Sharing Netflix Passwords Now A Federal Crime

Netflix users should know that the sharing their passwords with someone else is now a federal offense. The U.S. Ninth Circuit Court of Appeals issued an opinion on July 5 which indicates that, in part, sharing passwords is a crime under the CFAA (Computer Fraud and Abuse Act), reports Fortune.

Sharing Netflix Passwords Now A Federal Crime

Why sharing a Netflix password is a crime

According to a dissenting opinion on the case, the decision makes millions of people who share passwords for services like HBOGo and Netflix “unwitting federal criminals.” The decision came in the case of David Nosal, who left Korn/Ferry International, a headhunter firm, in 2004 after being denied a promotion. He stayed at the firm as a contractor for a year but at the same time was preparing to launch a competing search firm along with many co-conspirators.

They continued to access a Korn/Ferry candidate database known as Searcher, even when all of their computer access was revoked. They did it by using the login credentials of a former assistant of Nosal, who was still working for the firm. Eventually, Nosal was charged with theft of trade secrets, conspiracy and three counts under the CFAA. Nosal was sentenced to probation and prison time and ordered to pay nearly $900,000 in fines and restitution.

CFAA: the worst law in technology

Nosal’s conviction under the CFAA relies on a clause that punishes anyone who intentionally and “with intent to defraud, accesses a protected computer without authorization.” That clause, in particular, has been applied to several cases that fall far short of actual systems tampering, even when the CFAA is understood frequently to be an anti-hacking law, according to Fortune.

The most famous case was of Aaron Swartz, a young programmer charged with mass-downloading research papers from an MIT database. He committed suicide thereafter. The law was used even when it was known that Swartz was then a research fellow at MIT and had authorized access to the involved database. The New Yorker’s Tim Wu described the CFAA as the “worst law in technology” because of cases like Swartz.

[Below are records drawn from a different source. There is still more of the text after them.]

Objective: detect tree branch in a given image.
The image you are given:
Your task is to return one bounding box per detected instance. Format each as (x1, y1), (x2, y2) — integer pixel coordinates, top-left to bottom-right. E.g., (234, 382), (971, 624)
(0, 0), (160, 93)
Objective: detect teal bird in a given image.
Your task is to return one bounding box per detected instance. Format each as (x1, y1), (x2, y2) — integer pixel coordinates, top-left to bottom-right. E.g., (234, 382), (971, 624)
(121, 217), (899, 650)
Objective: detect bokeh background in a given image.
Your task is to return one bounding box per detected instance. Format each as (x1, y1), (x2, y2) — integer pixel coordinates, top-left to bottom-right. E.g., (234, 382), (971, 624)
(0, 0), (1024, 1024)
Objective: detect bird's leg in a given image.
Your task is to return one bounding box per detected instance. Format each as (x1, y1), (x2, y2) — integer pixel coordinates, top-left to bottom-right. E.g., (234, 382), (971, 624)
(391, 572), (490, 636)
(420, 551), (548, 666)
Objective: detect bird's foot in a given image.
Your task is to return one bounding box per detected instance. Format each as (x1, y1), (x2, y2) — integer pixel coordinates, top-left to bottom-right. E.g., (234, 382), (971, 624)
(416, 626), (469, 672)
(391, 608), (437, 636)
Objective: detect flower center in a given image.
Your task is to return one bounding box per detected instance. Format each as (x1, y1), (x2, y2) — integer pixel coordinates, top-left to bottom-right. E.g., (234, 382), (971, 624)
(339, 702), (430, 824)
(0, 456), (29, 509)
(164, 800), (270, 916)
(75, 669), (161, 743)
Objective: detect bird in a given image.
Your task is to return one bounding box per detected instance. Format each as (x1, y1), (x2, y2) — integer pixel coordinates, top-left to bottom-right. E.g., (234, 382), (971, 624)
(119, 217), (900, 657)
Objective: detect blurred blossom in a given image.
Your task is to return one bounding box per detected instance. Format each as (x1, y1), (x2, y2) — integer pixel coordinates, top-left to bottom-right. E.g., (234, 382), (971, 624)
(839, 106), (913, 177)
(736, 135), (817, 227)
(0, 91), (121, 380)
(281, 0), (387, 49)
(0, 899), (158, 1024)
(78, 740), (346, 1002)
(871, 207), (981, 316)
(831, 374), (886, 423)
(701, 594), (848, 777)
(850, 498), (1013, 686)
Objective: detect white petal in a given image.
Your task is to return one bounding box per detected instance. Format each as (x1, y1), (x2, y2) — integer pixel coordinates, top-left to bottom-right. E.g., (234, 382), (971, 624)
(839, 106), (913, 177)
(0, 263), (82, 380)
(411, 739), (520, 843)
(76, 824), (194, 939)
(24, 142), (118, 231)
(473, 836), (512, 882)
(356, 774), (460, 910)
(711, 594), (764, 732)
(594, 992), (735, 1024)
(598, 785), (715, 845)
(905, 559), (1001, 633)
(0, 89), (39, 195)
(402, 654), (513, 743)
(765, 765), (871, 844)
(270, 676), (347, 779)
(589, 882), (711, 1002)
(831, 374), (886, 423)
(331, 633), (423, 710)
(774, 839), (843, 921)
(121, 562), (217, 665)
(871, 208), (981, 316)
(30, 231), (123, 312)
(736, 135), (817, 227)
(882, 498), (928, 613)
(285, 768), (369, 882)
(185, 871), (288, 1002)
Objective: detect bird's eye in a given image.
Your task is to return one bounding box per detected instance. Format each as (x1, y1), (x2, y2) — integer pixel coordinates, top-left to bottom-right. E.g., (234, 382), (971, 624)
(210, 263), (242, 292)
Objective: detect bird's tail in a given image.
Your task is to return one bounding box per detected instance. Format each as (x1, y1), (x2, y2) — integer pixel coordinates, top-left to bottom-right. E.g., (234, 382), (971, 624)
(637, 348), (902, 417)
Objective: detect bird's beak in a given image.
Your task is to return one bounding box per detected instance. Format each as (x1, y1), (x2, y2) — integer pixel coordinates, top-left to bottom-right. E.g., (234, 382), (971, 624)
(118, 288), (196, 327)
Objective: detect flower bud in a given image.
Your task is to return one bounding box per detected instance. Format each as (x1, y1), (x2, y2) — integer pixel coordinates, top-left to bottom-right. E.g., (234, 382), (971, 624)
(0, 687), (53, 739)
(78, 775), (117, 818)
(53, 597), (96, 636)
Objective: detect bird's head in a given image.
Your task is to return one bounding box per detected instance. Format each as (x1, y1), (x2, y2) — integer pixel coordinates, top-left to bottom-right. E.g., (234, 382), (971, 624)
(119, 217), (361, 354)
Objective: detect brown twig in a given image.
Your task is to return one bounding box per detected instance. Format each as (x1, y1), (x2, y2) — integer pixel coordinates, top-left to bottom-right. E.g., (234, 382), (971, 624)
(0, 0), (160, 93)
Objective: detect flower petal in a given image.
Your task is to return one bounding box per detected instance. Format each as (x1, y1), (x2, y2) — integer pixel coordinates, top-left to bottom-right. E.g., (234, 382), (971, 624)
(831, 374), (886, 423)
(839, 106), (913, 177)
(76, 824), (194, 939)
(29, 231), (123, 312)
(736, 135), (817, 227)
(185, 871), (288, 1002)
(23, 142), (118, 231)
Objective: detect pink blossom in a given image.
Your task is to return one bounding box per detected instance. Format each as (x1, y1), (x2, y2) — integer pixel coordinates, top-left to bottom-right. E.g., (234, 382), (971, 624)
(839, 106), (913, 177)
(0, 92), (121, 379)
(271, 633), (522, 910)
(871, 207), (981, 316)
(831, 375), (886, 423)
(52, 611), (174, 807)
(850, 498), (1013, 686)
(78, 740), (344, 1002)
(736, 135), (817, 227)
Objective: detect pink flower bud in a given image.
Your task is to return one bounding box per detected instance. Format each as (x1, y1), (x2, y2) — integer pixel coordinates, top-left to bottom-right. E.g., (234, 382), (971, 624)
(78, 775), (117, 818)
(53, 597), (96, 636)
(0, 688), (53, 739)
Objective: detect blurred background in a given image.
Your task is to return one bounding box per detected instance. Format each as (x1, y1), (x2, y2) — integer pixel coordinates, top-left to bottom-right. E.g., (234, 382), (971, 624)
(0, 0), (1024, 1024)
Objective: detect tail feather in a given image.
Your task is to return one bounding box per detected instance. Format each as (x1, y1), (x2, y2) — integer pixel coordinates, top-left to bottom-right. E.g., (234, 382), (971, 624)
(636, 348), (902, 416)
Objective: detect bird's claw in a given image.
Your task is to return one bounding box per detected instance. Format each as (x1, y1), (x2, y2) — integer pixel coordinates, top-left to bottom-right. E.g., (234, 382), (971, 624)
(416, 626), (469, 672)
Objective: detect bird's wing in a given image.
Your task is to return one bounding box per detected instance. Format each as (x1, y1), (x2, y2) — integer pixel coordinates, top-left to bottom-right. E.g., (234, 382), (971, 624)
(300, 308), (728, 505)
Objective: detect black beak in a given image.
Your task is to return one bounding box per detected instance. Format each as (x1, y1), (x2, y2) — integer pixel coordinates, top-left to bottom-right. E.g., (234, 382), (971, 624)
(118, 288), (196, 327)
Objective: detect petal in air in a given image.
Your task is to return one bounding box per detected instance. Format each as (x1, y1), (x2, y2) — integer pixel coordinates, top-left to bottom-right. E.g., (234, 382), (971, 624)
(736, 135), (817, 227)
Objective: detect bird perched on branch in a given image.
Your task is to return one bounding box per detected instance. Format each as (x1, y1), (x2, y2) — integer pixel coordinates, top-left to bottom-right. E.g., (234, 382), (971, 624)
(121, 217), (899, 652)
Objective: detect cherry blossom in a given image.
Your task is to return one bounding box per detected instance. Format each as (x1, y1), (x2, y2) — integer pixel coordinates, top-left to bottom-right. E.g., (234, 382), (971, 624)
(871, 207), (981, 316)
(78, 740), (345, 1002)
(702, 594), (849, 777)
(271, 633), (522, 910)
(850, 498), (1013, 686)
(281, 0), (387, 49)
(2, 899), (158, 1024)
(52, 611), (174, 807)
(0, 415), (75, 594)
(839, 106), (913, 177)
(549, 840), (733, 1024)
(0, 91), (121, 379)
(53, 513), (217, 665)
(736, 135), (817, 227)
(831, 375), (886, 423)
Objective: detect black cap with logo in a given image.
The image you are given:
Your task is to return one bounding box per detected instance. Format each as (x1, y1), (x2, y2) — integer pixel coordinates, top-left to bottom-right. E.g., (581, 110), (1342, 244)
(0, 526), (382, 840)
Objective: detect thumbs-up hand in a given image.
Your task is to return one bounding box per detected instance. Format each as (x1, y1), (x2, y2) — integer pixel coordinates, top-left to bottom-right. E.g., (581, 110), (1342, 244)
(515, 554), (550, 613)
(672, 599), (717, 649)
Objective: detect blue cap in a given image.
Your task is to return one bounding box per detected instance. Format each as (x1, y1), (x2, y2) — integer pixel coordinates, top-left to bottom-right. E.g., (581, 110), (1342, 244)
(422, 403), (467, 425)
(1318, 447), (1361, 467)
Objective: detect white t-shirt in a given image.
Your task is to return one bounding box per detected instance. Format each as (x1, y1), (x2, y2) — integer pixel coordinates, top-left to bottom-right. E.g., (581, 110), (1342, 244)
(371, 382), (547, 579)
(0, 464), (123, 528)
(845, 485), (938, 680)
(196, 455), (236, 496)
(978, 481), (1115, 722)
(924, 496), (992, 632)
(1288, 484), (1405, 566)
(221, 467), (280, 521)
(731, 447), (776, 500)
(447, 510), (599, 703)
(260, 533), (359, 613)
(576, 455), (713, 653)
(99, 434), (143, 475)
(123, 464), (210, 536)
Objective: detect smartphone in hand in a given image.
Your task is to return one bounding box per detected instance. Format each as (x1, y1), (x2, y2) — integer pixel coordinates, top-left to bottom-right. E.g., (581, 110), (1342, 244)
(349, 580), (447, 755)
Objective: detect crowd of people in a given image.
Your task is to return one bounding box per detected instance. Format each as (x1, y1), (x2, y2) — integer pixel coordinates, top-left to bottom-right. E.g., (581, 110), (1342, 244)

Stephen Reinhardt, one of the Ninth Circuit Judges, appeared to agree with the interpretation in his dissenting opinion. Reinhardt said the new decision makes “consensual password sharing” a prosecutable offense as well. Reinhardt noted that the decision “loses sight of the anti-hacking purpose of the CFAA, and . . . threatens to criminalize all sorts of innocuous conduct engaged in daily by ordinary citizens.”

Innocuous conduct, according to Fortune, includes sharing your Netflix password willingly or giving your best friend your HBO Go login to stream Game of Thrones.